Brexit. Trump. The Refugee Crisis. Never before have we had as much discussion about nationality and borders as we have had in 2016. These are issues that preoccupy much of the work in Azerbaijani visual artist and poet Babi Badavov’s Partisanism. On entering the exhibition space in the reception area of Tensta Konsthall, visitors are greeted with images and hand-drawn words such as ‘discrimiNATION’ and ‘Musulman-Musulwoman’ combined to form huge collages on the walls.
These word tapestries touch on issues that are particularly pertinent to Badalov. Born in Lerik, a small town in Azerbaijan close to the Iranian border, Badalov spent much of his education and subsequent work immersed in foreign cultures. In the 80s and 90s, he developed his artistic practice in St Petersburg, where he studied painting at the Academy of Fine Arts before travelling around various cities in the US and Europe.

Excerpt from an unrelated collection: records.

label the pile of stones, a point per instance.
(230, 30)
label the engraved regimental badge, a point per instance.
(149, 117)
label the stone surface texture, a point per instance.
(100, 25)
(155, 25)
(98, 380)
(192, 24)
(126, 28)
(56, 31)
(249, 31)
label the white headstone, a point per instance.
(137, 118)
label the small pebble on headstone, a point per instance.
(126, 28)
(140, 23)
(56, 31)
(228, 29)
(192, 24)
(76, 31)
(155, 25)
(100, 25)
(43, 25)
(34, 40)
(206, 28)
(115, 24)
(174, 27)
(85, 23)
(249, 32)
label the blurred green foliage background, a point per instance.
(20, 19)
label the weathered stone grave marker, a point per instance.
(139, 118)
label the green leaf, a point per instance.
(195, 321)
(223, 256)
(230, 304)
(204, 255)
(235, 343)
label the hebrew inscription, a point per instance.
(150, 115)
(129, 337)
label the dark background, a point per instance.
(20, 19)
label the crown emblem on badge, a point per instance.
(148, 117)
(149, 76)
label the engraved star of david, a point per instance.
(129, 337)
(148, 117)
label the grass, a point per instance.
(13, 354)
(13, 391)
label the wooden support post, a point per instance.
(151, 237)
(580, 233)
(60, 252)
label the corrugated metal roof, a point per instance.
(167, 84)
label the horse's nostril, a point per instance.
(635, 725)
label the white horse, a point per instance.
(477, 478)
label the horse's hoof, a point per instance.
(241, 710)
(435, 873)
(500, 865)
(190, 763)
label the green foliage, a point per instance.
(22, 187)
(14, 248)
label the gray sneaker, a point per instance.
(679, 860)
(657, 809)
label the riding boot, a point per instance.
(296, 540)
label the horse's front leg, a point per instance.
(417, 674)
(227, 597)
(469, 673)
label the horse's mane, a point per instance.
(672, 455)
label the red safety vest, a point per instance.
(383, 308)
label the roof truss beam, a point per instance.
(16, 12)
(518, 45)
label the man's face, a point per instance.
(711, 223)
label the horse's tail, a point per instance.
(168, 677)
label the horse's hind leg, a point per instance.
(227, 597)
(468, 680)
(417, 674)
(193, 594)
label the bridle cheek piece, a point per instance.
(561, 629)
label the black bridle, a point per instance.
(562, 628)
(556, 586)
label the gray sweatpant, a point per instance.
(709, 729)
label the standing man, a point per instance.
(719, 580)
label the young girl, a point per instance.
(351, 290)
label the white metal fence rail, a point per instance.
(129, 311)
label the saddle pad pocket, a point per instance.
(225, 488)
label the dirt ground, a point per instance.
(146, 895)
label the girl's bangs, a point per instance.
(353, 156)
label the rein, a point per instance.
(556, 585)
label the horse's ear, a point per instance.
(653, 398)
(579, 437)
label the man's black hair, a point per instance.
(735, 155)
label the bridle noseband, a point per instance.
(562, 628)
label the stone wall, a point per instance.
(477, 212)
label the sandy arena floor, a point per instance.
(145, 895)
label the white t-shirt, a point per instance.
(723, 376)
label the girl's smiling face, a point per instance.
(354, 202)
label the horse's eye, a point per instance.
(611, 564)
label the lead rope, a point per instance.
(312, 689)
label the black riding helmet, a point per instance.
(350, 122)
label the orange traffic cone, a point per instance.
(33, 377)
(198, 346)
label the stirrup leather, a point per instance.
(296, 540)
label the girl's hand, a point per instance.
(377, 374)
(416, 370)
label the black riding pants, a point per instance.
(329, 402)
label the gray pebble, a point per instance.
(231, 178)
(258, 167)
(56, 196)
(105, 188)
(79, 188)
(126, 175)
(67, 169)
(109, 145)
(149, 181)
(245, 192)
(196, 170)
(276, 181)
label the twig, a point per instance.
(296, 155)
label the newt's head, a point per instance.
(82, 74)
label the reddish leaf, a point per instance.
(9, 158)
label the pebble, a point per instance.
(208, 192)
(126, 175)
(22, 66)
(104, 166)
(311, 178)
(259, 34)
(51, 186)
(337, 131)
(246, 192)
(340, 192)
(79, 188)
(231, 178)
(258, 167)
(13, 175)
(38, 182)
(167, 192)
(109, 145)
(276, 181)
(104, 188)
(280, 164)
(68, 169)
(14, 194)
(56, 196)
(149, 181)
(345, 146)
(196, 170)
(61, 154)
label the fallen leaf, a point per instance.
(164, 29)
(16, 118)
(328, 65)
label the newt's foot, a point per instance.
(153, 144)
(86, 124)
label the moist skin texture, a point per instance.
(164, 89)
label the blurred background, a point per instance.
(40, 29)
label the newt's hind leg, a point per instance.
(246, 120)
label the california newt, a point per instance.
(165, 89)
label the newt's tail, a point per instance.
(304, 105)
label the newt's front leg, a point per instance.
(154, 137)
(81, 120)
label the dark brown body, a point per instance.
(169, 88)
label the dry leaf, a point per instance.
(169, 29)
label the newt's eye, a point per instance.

It was from this unique viewpoint that Badalov’s artistic vision began to take shape. By mixing the languages of the different countries he encountered, he holds various cultural mentalities up against each other. In a very low-key way, Badalov makes some big points: language barriers are explored and oppressive norms examined through a jumble of often misspelt and fragmented typography and images.
Badalov’s recent exhibitions include For the wall, for the world (2016) at Palais de Tokyo, Paris and Poetical Activism (2015) on tranzit.hu, Budapest, among others. He also participated in the biennial Manifesta 8 in Murcia. After a residency in Gwangju, South Korea, in the summer of 2016, Badalov had a large installation at the 11th Gwangju Biennale.